La question n’est pas de savoir si les opinions exprimées çà et là sur l’OMC sont vraies ou fausses. S’inscrire dans une telle perspective s’avérerait tendancieuse et inféconde. L’enjeu ne doit pas se trouver pas dans les querelles sempiternelles entre les partisans ou les détracteurs de l’OMC.
L’enjeu sera plutôt d’esquisser des pistes de réforme crédibles du système commercial multilatéral. On pourrait se servir du blocage actuel du cycle de Doha comme une vraie occasion afin de repenser l’OMC pour lui ouvrir les portes d’un avenir plus conforme à la réalité mondiale.
A cet égard, l’OMC ne peut espérer une conjoncture heureuse du commerce mondiale et une perspective meilleure que s’il elle donne des gages sur sa capacité à s’adapter sur le long terme. Comme le rappelle Sandra POLASKI, l’OMC « peut et doit revoir les règles pour qu’elles favorisent moins les pays riches et qu’elles offrent des chances à tous les pays, quel que soit leur niveau de développement »236. Cette réforme pourrait être le point de départ pour réorganiser les règles commerciales autour d’objectifs de développement plus fondamentaux qui prendraient en considération à la fois les effets commerciaux et non commerciaux des négociations multilatérales.

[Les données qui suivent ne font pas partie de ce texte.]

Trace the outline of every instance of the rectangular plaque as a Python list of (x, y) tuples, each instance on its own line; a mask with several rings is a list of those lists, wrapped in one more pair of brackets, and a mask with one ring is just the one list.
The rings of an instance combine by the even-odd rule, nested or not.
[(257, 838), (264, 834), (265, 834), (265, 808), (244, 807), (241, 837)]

Même si l’Organisation peut déjà se targuer de quelques succès significatifs qui pourraient dénoter de sa résilience (Chapitre I), il lui faudrait davantage s’inscrire dans une perspective réformatrice pour mieux relever les défis actuels et futurs (Chapitre II).
Chapitre I. L’OMC, une organisation résiliente
Il est assez habituel d’entendre des prédictions négatives sur l’avenir de l’OMC. « Serons- nous encore là l’année prochaine ? »237 rapporte Yves SCHEMEIL. Cette question hante en permanence l’esprit du personnel et semble être une épée de Damoclès sur la tête de l’Organisation. L’avènement au pouvoir de M. TRUMP aux Etats-Unis et sa volonté de mettre en place des mesures protectionnistes de grande ampleur238 ont aussi déclenché à l’échelle mondiale une vague de pessimisme sur l’avenir de l’Organisation chargée de la régulation du commerce mondial239.
Or à l’évidence, cette institution dure déjà depuis plus d’un demi-siècle, d’abord sous le couvert du GATT puis en tant qu’OMC, créée fin 1994 et inaugurée en janvier 1995. Quelles peuvent bien être alors les recettes de ce succès ?
Selon le professeur Yves SCHEMEIL, « cette longévité provient pour une bonne part de sa capacité à résister aux tentatives de contrôle et aux pressions des États qui la constituent. L’OMC est en effet pilotée par ses membres (les États qui y adhèrent), et n’est censée jouer qu’un rôle de facilitateur dans le déroulement des négociations multilatérales. Elle ne produit rien elle-même, à la différence de l’Organisation mondiale de la santé (OMS), par exemple, qui élabore des normes directement issues du travail de ses experts »240.
Si l’OMC a pu résister à l’implosion, c’est donc grâce au fait qu’au cours des vingt dernières années elle a su mieux incarner, au travers de ses règles, de ses mécanismes et de ses organes, un système commercial multilatéral plus universel, plus transparent et plus sûr lui permettant de s’imposer comme l’instance indispensable à la gouvernance de la mondialisation (Section I). De même, en traitant d’enjeux majeurs avec des ressources réduites‚ ses performances sur le court terme lui assurent donc une efficacité à long terme (Section II).
Section I. Une organisation indispensable
L’OMC est avant tout la seule organisation internationale qui s’occupe des règles régissant le commerce mondial dans le but de prévenir et de régler les tensions commerciales, vecteurs de conflits internationaux. Son utilité vient de ce qu’elle est non seulement le cadre formel de promotion du libre-échange (§1) mais aussi le cadre de la défense du libre échange (§2).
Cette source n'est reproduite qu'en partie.